Мрак наконец отступил. У Джины было такое ощущение, что она сама оттеснила его в упорной борьбе. Впервые он отступил, прежде чем окончательно завладел ее сознанием. «Мрак можно оттеснить, как немцев, — сказала она себе, — но он обязательно отомстит, как только почувствует, что я одна. Вот и сейчас он подкарауливает меня, скрываясь за облаками; нужно во что бы то ни стало уцепиться за Вучина или за Анджу — не быть одной, пока не перевалим через хребет. Заведу какой-нибудь спор — тогда Вучин меня не бросит».
— Я не уверена, что это необходимо, — крикнула Джина.
— Неважно, — долетело откуда-то спереди.
— Как это неважно? Ты, товарищ, докажи, а не так…
— Да иди же скорее! Видишь — я едва ноги волочу.
— Анджа говорит, что это последний перевал.
— Как для кого… Для некоторых — последний.
— Почему же это необходимо, объясни! Ты ошибаешься, если думаешь, что чины могут заменить человечность и товарищество. Помнишь, мы эти звездочки окрестили шкварками. Ты сам их так называл. Смеялись над теми, кто их носил: «Шваль шкварки нацепила!» И над их девушками, и даже над матерями этих девушек смеялись, выходит, зря?
— Потому что знали: их армия воевать не будет.
— А мы воевали без чипов…
— Ас чинами будет еще лучше.
— Два года — и такие тяжелые! — выдержали без этих шкварок. А теперь вдруг, видите ли, не можем, возвращаемся к прошлому!
— Раньше у нас за каждым кустом было по коммунисту и по целому отделению. Были и у нас мастера на все руки и ключи ко всем замкам… Делали все, что хотели, устраивали вылазки в центре самого Загреба, на белградской Теразии, в Сплите, Никшиче — где хотели. А теперь нельзя, жертв много, нельзя…
— Думаешь, поэтому?
— Не только поэтому. Есть и другие причины. Людей теряли больше… Ясно тебе? Когда вводят что-то новое, тому всегда есть причина.

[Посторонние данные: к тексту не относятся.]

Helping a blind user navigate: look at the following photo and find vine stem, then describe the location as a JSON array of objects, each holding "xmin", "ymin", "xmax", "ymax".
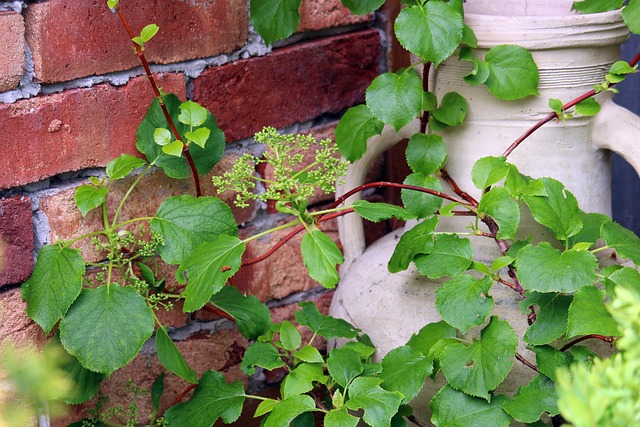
[
  {"xmin": 560, "ymin": 334, "xmax": 613, "ymax": 351},
  {"xmin": 516, "ymin": 353, "xmax": 540, "ymax": 372},
  {"xmin": 328, "ymin": 181, "xmax": 475, "ymax": 211},
  {"xmin": 502, "ymin": 53, "xmax": 640, "ymax": 157},
  {"xmin": 115, "ymin": 7, "xmax": 202, "ymax": 197}
]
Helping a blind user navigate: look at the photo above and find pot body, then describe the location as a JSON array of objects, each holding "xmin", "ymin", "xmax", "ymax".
[{"xmin": 330, "ymin": 0, "xmax": 640, "ymax": 419}]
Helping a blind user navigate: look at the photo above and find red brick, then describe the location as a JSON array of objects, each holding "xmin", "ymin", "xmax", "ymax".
[
  {"xmin": 0, "ymin": 12, "xmax": 25, "ymax": 92},
  {"xmin": 298, "ymin": 0, "xmax": 371, "ymax": 31},
  {"xmin": 0, "ymin": 288, "xmax": 46, "ymax": 348},
  {"xmin": 26, "ymin": 0, "xmax": 248, "ymax": 83},
  {"xmin": 234, "ymin": 217, "xmax": 338, "ymax": 301},
  {"xmin": 0, "ymin": 197, "xmax": 33, "ymax": 286},
  {"xmin": 40, "ymin": 161, "xmax": 255, "ymax": 262},
  {"xmin": 0, "ymin": 72, "xmax": 186, "ymax": 189},
  {"xmin": 193, "ymin": 30, "xmax": 381, "ymax": 141}
]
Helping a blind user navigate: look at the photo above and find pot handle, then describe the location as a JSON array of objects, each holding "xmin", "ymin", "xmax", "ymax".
[
  {"xmin": 591, "ymin": 98, "xmax": 640, "ymax": 175},
  {"xmin": 336, "ymin": 119, "xmax": 420, "ymax": 277}
]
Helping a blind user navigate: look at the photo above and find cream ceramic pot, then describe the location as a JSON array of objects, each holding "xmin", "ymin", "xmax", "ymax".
[{"xmin": 330, "ymin": 0, "xmax": 640, "ymax": 419}]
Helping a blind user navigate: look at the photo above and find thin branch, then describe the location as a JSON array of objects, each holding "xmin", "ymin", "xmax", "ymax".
[
  {"xmin": 502, "ymin": 49, "xmax": 640, "ymax": 157},
  {"xmin": 560, "ymin": 334, "xmax": 614, "ymax": 351},
  {"xmin": 516, "ymin": 353, "xmax": 540, "ymax": 372},
  {"xmin": 116, "ymin": 8, "xmax": 202, "ymax": 197}
]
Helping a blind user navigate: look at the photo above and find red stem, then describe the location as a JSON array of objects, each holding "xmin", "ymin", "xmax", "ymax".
[
  {"xmin": 516, "ymin": 353, "xmax": 540, "ymax": 372},
  {"xmin": 502, "ymin": 49, "xmax": 640, "ymax": 157},
  {"xmin": 116, "ymin": 8, "xmax": 202, "ymax": 197},
  {"xmin": 560, "ymin": 334, "xmax": 613, "ymax": 351}
]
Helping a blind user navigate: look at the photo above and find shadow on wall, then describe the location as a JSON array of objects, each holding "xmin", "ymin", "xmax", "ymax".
[{"xmin": 611, "ymin": 34, "xmax": 640, "ymax": 234}]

— Во всяком случае, я не вижу причины, по которой нужно выбрасывать из армии женщин.
— А кто сказал, что их выбрасывают?
— Да вчера тут один разорялся: на кухню их, а это хуже…
— Кто-то сбрехнул, а ты уж на чины обрушилась. Не правда, что ли?
Голос Вучина заглушил стрекот пулеметной очереди, набежавшей косым дождем и раскачавшей ветки самшита. Нащупали именно их колонну, а не другую, выбрали, где погуще, и вдруг смяли, как копытами. Кто-то закричал. С опозданием бросились врассыпную, в безумной надежде убежать от сбивающей всех подряд пулеметной очереди. Джина закрыла глаза, чтобы не видеть падающих людей. Зачем смотреть, когда помочь нельзя? И она упадет, и никто не сможет упрекнуть ее в неверности… Надо только подождать.